The goddess of Death had punished armies before, had taken revenge on princes and kings who became too arrogant in the face of certain death. But what would happen if a Young Elite, a mortal body doomed to wield immortal powers, one of the most powerful Elites Raffaele had ever encountered, was taken from her domain? Would that tear the fabric separating the living and the dead?

Raffaele reads late into the night. He has ignored the others’ knocks on his door all day, but now it is silent. Books strewn around him, volumes and volumes of myths and history, mathematics and science. Every time he flips a page, the candle on his desk flickers like it might go out. He is searching for a specific myth—the only reference to a time when the immortal realm touched the mortal that he’s heard.

Finally, he finds it. Laetes. The angel of Joy. Raffaele slows down and reads it aloud, whispering the words as he goes.

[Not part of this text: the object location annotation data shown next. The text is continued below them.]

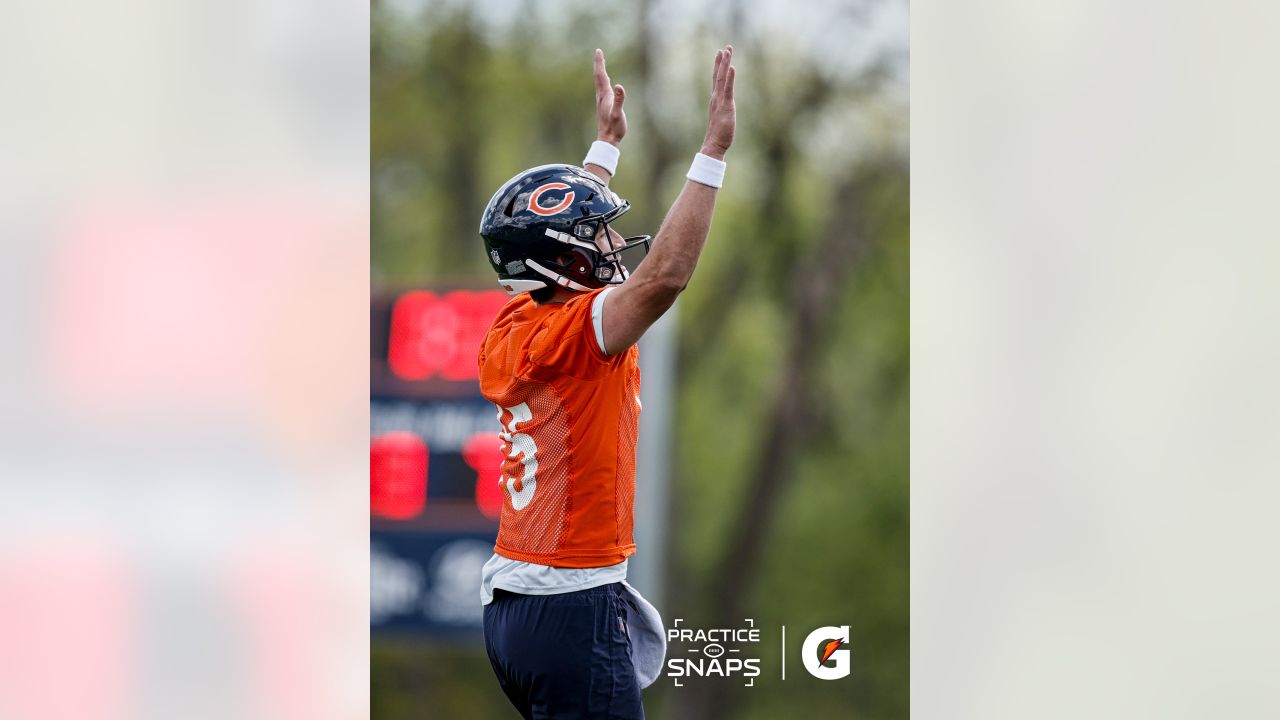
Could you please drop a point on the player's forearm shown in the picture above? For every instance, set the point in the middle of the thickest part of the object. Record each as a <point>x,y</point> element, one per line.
<point>668,268</point>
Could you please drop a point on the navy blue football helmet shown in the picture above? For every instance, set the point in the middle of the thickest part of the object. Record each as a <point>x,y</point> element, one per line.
<point>539,231</point>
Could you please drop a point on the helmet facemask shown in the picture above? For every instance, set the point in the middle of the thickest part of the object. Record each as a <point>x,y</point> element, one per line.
<point>584,264</point>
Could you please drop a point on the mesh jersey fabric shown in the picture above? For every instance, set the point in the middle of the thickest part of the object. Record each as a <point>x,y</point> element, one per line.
<point>568,417</point>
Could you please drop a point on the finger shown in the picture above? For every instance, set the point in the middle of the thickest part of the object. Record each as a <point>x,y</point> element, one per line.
<point>602,76</point>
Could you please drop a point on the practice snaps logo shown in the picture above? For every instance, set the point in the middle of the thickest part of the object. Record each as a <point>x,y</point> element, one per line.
<point>826,654</point>
<point>717,652</point>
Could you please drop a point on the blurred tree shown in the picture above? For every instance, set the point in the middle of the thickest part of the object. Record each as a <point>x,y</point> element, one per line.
<point>790,492</point>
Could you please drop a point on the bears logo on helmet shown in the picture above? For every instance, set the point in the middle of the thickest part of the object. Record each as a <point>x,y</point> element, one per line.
<point>538,208</point>
<point>536,237</point>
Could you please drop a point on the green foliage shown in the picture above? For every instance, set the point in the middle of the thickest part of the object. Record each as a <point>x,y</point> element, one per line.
<point>461,103</point>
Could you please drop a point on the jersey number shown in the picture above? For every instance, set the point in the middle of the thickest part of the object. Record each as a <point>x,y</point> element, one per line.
<point>513,446</point>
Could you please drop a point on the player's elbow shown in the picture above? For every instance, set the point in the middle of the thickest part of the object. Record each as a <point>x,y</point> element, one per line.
<point>668,287</point>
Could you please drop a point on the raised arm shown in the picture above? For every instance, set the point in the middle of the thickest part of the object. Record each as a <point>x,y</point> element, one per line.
<point>611,122</point>
<point>650,291</point>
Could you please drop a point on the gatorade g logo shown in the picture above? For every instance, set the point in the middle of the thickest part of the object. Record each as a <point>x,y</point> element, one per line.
<point>826,652</point>
<point>538,208</point>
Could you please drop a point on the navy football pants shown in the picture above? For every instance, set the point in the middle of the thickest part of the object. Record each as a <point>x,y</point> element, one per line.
<point>563,656</point>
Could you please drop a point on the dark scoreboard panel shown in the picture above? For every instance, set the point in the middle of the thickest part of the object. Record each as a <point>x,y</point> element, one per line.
<point>434,460</point>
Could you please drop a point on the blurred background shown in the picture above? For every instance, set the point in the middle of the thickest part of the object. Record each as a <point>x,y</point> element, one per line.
<point>772,479</point>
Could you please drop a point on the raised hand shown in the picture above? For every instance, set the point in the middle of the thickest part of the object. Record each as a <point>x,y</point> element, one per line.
<point>721,114</point>
<point>611,122</point>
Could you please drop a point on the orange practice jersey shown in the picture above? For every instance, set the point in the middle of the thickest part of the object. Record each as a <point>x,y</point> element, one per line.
<point>570,417</point>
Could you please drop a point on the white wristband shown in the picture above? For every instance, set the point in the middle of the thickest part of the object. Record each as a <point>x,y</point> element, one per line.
<point>604,155</point>
<point>707,171</point>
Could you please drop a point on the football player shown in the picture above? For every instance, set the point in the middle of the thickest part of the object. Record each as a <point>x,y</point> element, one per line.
<point>566,634</point>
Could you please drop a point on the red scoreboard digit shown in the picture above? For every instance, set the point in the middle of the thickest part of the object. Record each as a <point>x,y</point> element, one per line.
<point>428,413</point>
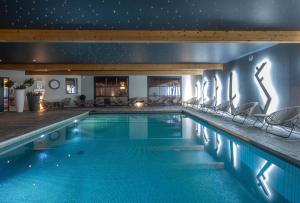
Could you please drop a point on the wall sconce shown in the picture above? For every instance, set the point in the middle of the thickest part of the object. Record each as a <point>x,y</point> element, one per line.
<point>122,86</point>
<point>139,104</point>
<point>267,91</point>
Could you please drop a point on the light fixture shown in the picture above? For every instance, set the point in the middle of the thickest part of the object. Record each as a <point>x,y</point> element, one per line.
<point>235,89</point>
<point>205,89</point>
<point>263,176</point>
<point>263,80</point>
<point>218,89</point>
<point>122,85</point>
<point>139,104</point>
<point>250,58</point>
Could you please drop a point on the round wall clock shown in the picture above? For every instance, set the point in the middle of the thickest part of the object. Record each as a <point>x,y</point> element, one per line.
<point>54,84</point>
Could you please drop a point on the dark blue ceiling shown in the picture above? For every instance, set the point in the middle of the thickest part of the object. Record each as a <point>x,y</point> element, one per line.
<point>114,53</point>
<point>151,14</point>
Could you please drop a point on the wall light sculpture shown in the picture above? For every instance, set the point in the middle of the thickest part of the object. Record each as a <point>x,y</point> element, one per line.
<point>263,177</point>
<point>218,89</point>
<point>233,147</point>
<point>218,143</point>
<point>198,89</point>
<point>266,89</point>
<point>205,90</point>
<point>234,95</point>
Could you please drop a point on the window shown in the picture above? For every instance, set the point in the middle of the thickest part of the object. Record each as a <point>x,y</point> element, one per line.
<point>71,86</point>
<point>164,90</point>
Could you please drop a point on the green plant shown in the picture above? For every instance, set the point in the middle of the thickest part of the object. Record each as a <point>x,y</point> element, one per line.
<point>8,84</point>
<point>28,82</point>
<point>33,94</point>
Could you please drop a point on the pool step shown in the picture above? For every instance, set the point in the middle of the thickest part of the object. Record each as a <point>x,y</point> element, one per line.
<point>176,148</point>
<point>207,165</point>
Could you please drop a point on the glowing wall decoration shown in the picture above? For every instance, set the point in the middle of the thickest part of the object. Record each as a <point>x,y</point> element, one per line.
<point>198,89</point>
<point>263,178</point>
<point>218,89</point>
<point>233,147</point>
<point>234,95</point>
<point>205,90</point>
<point>218,143</point>
<point>266,89</point>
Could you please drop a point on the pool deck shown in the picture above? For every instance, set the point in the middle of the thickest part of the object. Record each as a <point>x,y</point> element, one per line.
<point>14,124</point>
<point>286,148</point>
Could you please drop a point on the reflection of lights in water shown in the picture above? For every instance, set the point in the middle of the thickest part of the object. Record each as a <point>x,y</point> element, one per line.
<point>43,156</point>
<point>198,89</point>
<point>205,136</point>
<point>75,130</point>
<point>198,129</point>
<point>263,177</point>
<point>233,147</point>
<point>268,83</point>
<point>235,153</point>
<point>205,89</point>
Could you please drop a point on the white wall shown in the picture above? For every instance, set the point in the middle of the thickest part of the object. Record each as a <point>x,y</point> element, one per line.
<point>188,87</point>
<point>60,93</point>
<point>87,86</point>
<point>137,86</point>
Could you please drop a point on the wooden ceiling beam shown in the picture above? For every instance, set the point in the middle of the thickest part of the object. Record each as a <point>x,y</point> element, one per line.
<point>138,36</point>
<point>110,67</point>
<point>117,73</point>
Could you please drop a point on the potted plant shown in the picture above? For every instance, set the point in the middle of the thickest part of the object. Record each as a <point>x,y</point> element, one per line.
<point>20,93</point>
<point>33,99</point>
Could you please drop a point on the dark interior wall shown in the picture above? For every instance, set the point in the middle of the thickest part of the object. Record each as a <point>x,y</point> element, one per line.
<point>284,62</point>
<point>1,96</point>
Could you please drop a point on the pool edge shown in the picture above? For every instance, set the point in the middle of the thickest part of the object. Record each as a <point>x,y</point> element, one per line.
<point>285,157</point>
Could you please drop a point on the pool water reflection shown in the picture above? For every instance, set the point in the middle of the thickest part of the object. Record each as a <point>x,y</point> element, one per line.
<point>144,158</point>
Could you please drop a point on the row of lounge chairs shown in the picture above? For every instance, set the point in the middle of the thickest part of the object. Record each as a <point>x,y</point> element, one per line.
<point>287,119</point>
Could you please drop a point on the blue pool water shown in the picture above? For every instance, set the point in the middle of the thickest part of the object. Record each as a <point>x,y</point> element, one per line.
<point>144,158</point>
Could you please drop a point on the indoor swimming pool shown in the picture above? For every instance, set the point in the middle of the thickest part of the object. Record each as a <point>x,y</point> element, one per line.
<point>143,158</point>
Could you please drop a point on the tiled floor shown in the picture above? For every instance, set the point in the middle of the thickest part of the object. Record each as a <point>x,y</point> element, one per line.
<point>14,124</point>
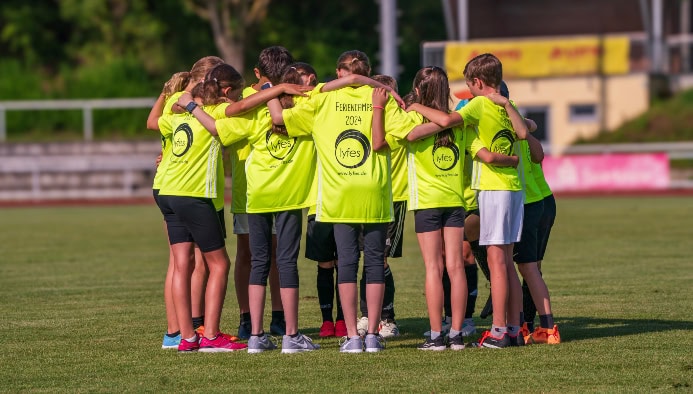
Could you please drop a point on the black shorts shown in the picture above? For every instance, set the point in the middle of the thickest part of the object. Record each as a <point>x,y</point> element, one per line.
<point>545,225</point>
<point>192,219</point>
<point>525,251</point>
<point>320,244</point>
<point>395,231</point>
<point>434,219</point>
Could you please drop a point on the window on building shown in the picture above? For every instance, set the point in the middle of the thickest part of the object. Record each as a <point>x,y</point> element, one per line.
<point>583,113</point>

“Laetes,” he murmurs, “the angel of Joy, was the most precious and beloved child of the gods. So beloved was he that he became arrogant, thinking only himself worthy of praise. His brother Denarius, the angel of Greed, seethed with bitterness at this. One night, Denarius cast Laetes from the heavens, condemning him to walk the world as a man for one hundred years. The angel of Joy fell from the light of the heavens through the dark of night, into the mortal world. The shudder of his impact sent ripples throughout the land, but it would take more than a hundred years for the consequences of that to manifest. There is an imbalance in the world, the poison of the immortal touching the mortal.”

Raffaele’s voice trails off. He reads it again. There is an imbalance in the world. The poison of the immortal touching the mortal. His finger moves down the page, skimming the rest of the story.

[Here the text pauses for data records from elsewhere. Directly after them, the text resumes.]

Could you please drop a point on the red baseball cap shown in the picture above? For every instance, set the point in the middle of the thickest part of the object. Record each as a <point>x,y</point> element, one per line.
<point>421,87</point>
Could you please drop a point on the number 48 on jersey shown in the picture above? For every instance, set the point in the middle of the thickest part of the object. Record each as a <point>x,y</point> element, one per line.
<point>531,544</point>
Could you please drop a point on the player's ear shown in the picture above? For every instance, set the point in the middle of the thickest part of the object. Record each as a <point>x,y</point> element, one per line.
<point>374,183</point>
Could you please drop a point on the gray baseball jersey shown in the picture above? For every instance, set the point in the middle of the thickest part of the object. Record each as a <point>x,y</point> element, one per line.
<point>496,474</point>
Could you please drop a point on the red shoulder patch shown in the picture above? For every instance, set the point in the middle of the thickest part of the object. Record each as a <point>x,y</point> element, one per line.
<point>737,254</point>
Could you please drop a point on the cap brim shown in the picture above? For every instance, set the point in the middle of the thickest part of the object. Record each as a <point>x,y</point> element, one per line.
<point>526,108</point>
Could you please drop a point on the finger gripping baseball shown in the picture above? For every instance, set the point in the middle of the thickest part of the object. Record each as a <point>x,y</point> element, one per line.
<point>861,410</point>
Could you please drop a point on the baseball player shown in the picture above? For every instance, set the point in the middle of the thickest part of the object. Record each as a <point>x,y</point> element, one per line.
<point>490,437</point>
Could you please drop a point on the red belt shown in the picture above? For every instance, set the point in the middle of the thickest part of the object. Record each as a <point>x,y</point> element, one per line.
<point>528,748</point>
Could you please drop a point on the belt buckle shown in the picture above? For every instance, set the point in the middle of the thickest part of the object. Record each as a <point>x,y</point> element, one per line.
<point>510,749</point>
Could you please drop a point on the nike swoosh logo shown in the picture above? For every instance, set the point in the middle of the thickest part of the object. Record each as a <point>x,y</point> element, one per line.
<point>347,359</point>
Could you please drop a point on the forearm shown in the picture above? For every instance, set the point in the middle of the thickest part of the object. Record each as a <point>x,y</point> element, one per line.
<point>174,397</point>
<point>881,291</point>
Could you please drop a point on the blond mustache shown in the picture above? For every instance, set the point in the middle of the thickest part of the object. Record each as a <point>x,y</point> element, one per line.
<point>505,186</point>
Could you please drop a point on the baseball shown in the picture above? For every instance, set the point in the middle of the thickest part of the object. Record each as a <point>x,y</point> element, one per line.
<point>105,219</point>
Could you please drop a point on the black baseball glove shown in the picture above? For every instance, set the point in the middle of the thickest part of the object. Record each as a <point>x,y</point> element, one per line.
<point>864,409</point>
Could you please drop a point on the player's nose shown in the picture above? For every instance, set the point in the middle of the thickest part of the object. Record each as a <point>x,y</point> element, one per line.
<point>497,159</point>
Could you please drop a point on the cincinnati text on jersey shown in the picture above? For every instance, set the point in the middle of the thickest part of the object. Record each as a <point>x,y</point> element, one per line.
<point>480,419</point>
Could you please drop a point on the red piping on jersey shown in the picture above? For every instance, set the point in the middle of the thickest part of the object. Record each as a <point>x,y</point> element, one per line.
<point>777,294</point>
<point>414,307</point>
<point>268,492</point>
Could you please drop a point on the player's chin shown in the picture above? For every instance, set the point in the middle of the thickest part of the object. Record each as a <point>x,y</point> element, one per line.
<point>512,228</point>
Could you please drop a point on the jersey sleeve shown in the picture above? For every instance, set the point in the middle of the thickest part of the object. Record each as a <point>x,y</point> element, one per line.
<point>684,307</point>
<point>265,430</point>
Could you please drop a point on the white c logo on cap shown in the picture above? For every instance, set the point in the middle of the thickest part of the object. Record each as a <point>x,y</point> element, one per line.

“. . . until Laetes could look up at the heavens from the place where they touched the earth, and step through once more with the blessing of each of the gods.”

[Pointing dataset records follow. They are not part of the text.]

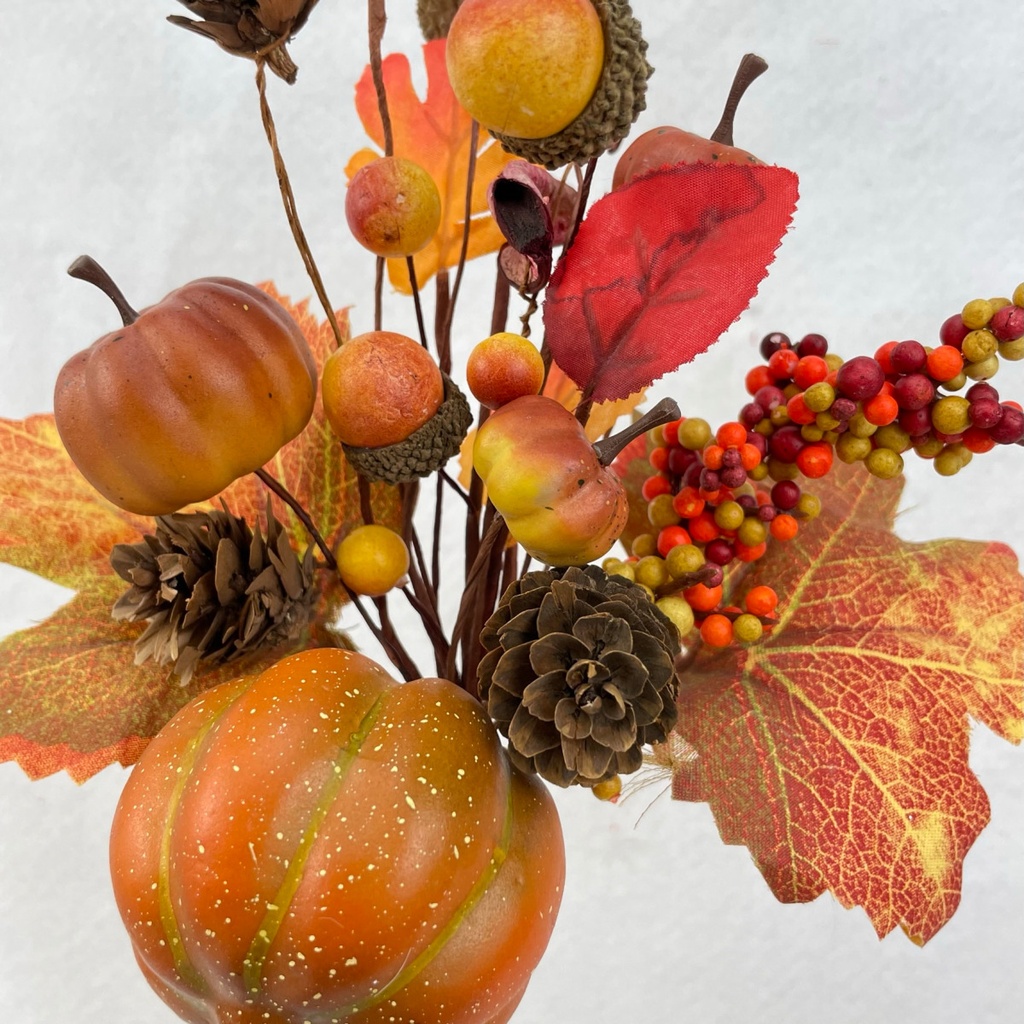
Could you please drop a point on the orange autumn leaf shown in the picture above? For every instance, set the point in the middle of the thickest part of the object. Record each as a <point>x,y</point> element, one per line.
<point>435,132</point>
<point>837,748</point>
<point>71,696</point>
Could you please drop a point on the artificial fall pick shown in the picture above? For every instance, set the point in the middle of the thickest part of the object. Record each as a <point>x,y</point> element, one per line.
<point>306,839</point>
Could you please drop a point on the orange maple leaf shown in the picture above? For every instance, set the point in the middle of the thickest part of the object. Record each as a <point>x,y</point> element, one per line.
<point>72,696</point>
<point>837,749</point>
<point>435,132</point>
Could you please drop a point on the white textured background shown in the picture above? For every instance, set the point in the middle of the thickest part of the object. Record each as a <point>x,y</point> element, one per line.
<point>141,144</point>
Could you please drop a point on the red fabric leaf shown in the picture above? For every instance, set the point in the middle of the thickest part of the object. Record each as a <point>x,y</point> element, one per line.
<point>660,268</point>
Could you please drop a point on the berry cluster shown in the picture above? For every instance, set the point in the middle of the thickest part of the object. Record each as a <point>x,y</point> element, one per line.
<point>715,500</point>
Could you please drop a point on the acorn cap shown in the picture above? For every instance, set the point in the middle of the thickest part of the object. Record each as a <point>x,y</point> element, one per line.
<point>617,100</point>
<point>424,451</point>
<point>435,16</point>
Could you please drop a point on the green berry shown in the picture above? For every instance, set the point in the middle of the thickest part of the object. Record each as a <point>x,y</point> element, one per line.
<point>884,463</point>
<point>694,433</point>
<point>678,611</point>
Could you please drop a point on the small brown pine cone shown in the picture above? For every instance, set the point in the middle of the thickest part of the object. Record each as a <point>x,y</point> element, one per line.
<point>255,29</point>
<point>579,674</point>
<point>435,16</point>
<point>211,589</point>
<point>617,100</point>
<point>424,451</point>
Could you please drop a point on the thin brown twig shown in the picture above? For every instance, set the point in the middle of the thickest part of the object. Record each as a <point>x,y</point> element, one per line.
<point>291,212</point>
<point>377,15</point>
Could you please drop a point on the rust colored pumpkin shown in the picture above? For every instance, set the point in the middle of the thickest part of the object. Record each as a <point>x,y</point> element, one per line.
<point>192,393</point>
<point>322,844</point>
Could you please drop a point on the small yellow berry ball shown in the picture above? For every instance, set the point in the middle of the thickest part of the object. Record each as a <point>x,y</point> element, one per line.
<point>372,559</point>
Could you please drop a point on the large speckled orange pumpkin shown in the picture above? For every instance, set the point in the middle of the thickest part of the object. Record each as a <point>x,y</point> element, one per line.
<point>322,844</point>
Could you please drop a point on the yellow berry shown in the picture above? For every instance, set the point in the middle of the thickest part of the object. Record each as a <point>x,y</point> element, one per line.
<point>851,449</point>
<point>607,788</point>
<point>979,345</point>
<point>819,396</point>
<point>748,628</point>
<point>977,313</point>
<point>683,559</point>
<point>1012,350</point>
<point>678,612</point>
<point>372,559</point>
<point>808,506</point>
<point>650,571</point>
<point>729,515</point>
<point>693,433</point>
<point>525,69</point>
<point>891,436</point>
<point>951,415</point>
<point>983,371</point>
<point>644,544</point>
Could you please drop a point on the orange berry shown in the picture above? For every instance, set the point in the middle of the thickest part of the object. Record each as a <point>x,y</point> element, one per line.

He thinks of the blood fever, the waves of plague that had birthed the Elites in the first place. The blood fever. Ripples throughout the land. Those plagues had been the consequence of immortality meeting mortality—they had been caused by Laetes’s fall. He thinks of the Elites’ powers. Then he thinks of Enzo, returning to the mortal world after having visited the immortal.

How had he not seen this before? How had he not made this connection until now? Until the poison in the ocean had given him this clue?

“Violetta,” Raffaele mutters, rising from his chair. She will understand—she felt the poison in the ocean first. He throws on his outer robe, then hurries to the door. As he goes, he thinks back to when he had first tested Adelina’s powers, how her alignments to the Underworld shattered the glass of his lantern and sent the papers on his desk flying.

This energy feels like Adelina’s, Violetta had said when her feet touched the ocean’s water.

If what he thinks is true, then they would not only have to face Adelina again . . . they would need her help.

When Raffaele turns the corner and enters the hall where Violetta’s room sits, he halts. Lucent and Michel are already standing outside her door. Raffaele slows in his steps. Even from a distance, he can sense a disturbance behind Violetta’s door.

“What is it?” Raffaele asks the others.

“We heard a wailing,” Lucent says. “It didn’t sound like a normal human cry . . . Raffaele, it was the most haunting sound I’ve ever heard.”